You may notice that I haven’t mentioned the plot at all yet. This is because there is a plot development early on that is pivotal to the story but I really hesitate to reveal it to potential readers. So if you haven’t read the book yet and think that maybe you might (and I highly recommend it) then you should stop reading this review here. No, really. But come back when you’ve read it and let me know what you thought.

So, for those of you who have already read the book or really don’t mind spoilers, I will continue.

It was suggested to me that this novel isn’t true satire because Barry uses a plot device to explain the sheer number of and extremity of the management techniques that this company – Zephyr Holdings Inc. – uses. It turns out that Zephyr is a fake conpany being used – against the knowledge of its employees – as a testbed for management techniques. The novel starts with the first of day of work for new employee Stephen Jones. His suspicions are quickly aroused when he discovers that no one can tell him what Zephyr actually does. He is an idealistic recent graduate and is appalled when he stumbles on the truth. At first he lets himself be persuaded that it’s not so bad, that the findings of research here go into extremely popular management textbooks and therefore any progress they make is good for the whole world. However, his conversations with those in charge soon dispell this myth.

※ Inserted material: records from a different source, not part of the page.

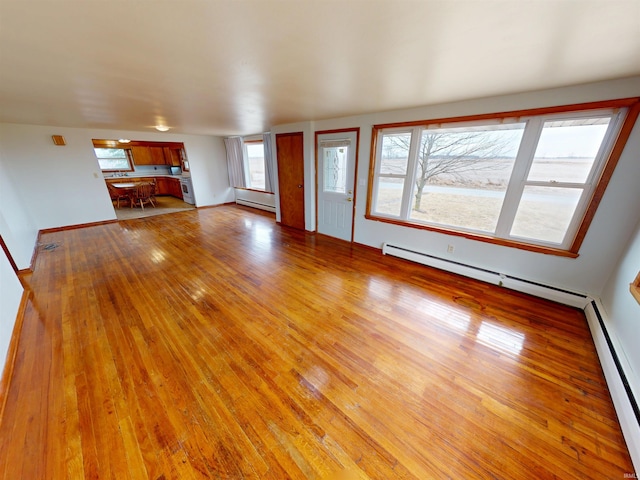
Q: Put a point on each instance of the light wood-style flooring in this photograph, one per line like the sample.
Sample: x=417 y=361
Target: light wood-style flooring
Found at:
x=216 y=344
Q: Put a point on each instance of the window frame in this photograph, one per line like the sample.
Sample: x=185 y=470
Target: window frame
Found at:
x=247 y=171
x=589 y=203
x=634 y=288
x=127 y=152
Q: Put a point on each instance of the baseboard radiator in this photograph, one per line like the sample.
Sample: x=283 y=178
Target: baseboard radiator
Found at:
x=261 y=206
x=615 y=367
x=255 y=199
x=526 y=286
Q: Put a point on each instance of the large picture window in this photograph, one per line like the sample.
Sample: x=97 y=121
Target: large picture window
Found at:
x=527 y=179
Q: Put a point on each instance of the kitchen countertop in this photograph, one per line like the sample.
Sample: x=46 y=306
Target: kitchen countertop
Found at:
x=141 y=175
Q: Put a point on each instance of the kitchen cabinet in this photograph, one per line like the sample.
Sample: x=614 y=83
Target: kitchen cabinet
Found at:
x=173 y=156
x=144 y=155
x=164 y=185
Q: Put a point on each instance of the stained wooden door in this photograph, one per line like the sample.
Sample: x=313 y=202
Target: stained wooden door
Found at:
x=290 y=154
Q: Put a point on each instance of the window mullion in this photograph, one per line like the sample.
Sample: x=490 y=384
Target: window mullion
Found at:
x=410 y=179
x=518 y=178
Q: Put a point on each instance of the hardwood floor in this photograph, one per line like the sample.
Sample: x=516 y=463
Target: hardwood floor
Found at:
x=216 y=344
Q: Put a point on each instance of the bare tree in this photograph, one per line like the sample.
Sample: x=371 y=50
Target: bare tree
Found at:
x=450 y=153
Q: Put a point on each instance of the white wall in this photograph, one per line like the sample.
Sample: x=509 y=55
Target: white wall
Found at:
x=610 y=230
x=208 y=165
x=10 y=295
x=45 y=186
x=622 y=311
x=16 y=225
x=63 y=185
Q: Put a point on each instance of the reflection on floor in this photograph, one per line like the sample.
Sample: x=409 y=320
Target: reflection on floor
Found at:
x=164 y=204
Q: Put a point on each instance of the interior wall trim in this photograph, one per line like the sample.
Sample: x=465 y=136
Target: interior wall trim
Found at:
x=624 y=399
x=560 y=295
x=12 y=352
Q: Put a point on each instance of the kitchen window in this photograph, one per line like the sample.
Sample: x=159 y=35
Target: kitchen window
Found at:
x=635 y=288
x=254 y=165
x=114 y=159
x=529 y=179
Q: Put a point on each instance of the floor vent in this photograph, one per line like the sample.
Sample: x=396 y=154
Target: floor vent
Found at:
x=522 y=285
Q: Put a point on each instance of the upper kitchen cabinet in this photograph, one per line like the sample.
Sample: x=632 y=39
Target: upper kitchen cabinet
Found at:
x=173 y=156
x=148 y=153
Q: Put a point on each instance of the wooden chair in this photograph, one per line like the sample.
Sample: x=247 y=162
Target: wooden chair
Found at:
x=142 y=194
x=117 y=195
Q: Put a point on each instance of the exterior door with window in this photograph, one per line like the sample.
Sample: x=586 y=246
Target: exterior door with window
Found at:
x=336 y=183
x=290 y=155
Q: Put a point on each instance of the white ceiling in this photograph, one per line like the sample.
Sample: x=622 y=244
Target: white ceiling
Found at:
x=238 y=67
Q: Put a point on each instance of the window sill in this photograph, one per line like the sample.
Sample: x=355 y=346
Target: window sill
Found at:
x=634 y=288
x=478 y=237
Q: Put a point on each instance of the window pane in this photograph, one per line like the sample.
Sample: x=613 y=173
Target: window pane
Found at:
x=108 y=153
x=463 y=174
x=389 y=199
x=470 y=208
x=395 y=153
x=335 y=169
x=255 y=163
x=545 y=213
x=112 y=158
x=567 y=149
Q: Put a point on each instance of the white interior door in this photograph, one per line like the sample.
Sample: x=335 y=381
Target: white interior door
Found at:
x=336 y=183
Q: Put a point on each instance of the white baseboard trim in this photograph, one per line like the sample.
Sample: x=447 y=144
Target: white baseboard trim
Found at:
x=261 y=206
x=614 y=367
x=559 y=295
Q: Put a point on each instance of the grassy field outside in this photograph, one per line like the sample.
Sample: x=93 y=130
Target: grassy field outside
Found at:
x=473 y=201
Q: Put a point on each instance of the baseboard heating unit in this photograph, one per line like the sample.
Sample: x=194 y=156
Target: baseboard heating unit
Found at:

I really enjoyed the brief scenes between Jones and his sister as he tries to explain his new job or Zephyr itself and it’s so clear that the situation is bizarre. They are a great contrast with daily life at the office where hundreds of employees accept the weirdness of Zephyr. It’s an excellent device that allows Barry to really push the depiction of a big international company to extremes without it being unbelievable. This isn’t about humdrum pointlessness like Office Space, this is about companies treating their employees badly and knowing that they are doing so, in the name of productivity or cost-effectiveness or whatever the latest buzzword is.

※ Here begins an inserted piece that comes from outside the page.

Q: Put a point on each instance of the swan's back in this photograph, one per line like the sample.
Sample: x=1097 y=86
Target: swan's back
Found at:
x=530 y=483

There are some interesting subplots, such as the salesman obsessed with finding out who stole his doughnut (and I mean obsessed) or the woman who falls in love with her customers. There’s also some good variations on office romance, with a few different angles covered.

So is it satire if you have an excuse for the far-fetched plot? I think so. And if not, this is still a very well observed, archly funny novel about a situation that we’re all quite happy to see picked apart.